As my mother took me and my six brothers and sisters to the McAllen Public Library for story time, so did I in turn take all three of my children to the library for story time. Every summer I registered them for the summer reading program. From generation to generation a love of reading, a love for learning was instilled in us through the public library.

-ROSALIE WEISFELD, McALLEN HIGH GRADUATE STILL IN McALLEN

McALLEN — The McAllen Memorial Library, a fixture on Main Street for more than 61 years, will close its doors at 6 p.m. tonight, never to re-open — at least as a library.

If all goes according to plan, McAllen’s new library near the intersection of 23rd Street and Nolana Avenue will open at 10 a.m. on Dec. 10. At 123,000 square feet, the new library is more than three times larger than the Memorial Library at 601 N. Main St.

First, though, McAllen must move the library’s 250,000-item collection across town.

Library Design Systems of Houston plans to send two trucks and a moving crew to McAllen on Friday, when they’ll start moving the books across town, said Library Director Jose Gamez.

Movers expect to work Nov. 25-Dec. 5 for everything to find a place on the new library’s shelves. McAllen agreed to pay Library Design Systems, which specializes in moving libraries, $37,324.70 to handle the move.

While McAllen’s new library offers a slew of amenities, ranging from a larger computer lab to a coffee shop, the move remains bittersweet for many with fond memories of the Memorial Library, which has been a gathering place and city resource for six decades.

Sylvia Marichalar started working at Memorial Library as a loan desk assistant on Nov. 7, 1983, when the library had just begun adding bar codes to the collection. After 26 years, she left to become the branch manager at McAllen’s Palm View Branch Library in 2009.

“I worked there for so long that I saw babies who would go for story time back in the ’80s grow up into successful adults,” Marichalar said. “I saw older people, Winter Texans, use the library so much. I saw people get old. I got old there.”

Years later, Marichalar said she has occasionally run into those people, now successful lawyers, engineers and other professionals, around town.

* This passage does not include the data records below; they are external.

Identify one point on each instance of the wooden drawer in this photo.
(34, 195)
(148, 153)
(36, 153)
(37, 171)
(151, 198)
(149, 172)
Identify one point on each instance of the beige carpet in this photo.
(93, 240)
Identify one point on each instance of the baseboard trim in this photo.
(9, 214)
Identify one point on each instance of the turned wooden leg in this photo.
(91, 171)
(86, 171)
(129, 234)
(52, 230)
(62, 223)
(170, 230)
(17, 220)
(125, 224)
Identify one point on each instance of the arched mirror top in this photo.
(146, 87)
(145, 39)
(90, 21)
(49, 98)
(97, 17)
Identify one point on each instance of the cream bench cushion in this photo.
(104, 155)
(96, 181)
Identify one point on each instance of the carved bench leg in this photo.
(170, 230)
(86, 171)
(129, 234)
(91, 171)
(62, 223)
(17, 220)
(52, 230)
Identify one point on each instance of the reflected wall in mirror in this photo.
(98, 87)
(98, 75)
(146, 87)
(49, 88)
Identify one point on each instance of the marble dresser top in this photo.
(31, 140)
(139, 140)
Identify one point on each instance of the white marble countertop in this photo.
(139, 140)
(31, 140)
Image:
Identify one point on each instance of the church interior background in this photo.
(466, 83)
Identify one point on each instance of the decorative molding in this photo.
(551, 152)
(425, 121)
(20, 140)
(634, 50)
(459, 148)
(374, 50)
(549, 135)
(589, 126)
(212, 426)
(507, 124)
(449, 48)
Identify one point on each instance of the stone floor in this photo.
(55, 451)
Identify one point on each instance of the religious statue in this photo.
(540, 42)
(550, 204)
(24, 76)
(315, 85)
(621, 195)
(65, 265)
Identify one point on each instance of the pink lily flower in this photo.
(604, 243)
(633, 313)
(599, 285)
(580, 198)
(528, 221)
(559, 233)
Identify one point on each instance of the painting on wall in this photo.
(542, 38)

“And they would tell me ‘I remember when I was little, and I would go to the main library.’ And they attributed their success to all the days that they spent there,” Marichalar said, her voice cracking with emotion.

The Memorial Library has grown with McAllen over the past 60 years, starting off as a smaller, one-story building in 1950, when the census counted 20,067 residents. By 2010, the Memorial Library had grown to a 40,000 square-foot, three-story building tasked with serving 129,877 residents.

Elena Alanis said she’s been visiting the Memorial Library since it opened.

As a fourth- or fifth-grader, Alanis rode her bicycle to the library after school to read. Today, the 73-year-old retired bookkeeper lives across Main Street from library, where she was reading a copy Thursday of the San Antonio Express-News.

“I wish they’d leave a branch or something,” Alanis said, adding that, without a car, she’ll probably take the bus across town to visit the new library, but will probably spend less time there.

“But things change,” Alanis said.

While McAllen’s elected officials have discussed turning the building into an art incubator overseen by the Chamber of Commerce, they haven’t finalized that plan.

It’ll probably take several hundreds of thousands of dollars to renovate the building, said City Manager Mike Perez, adding that the windows need work and the carpet likely will be replaced.

Perez said someone — who he declined to name because the conversation was private — had proposed building a boutique hotel and restaurant on the property, but hadn’t submitted a formal letter of intent or other proposal.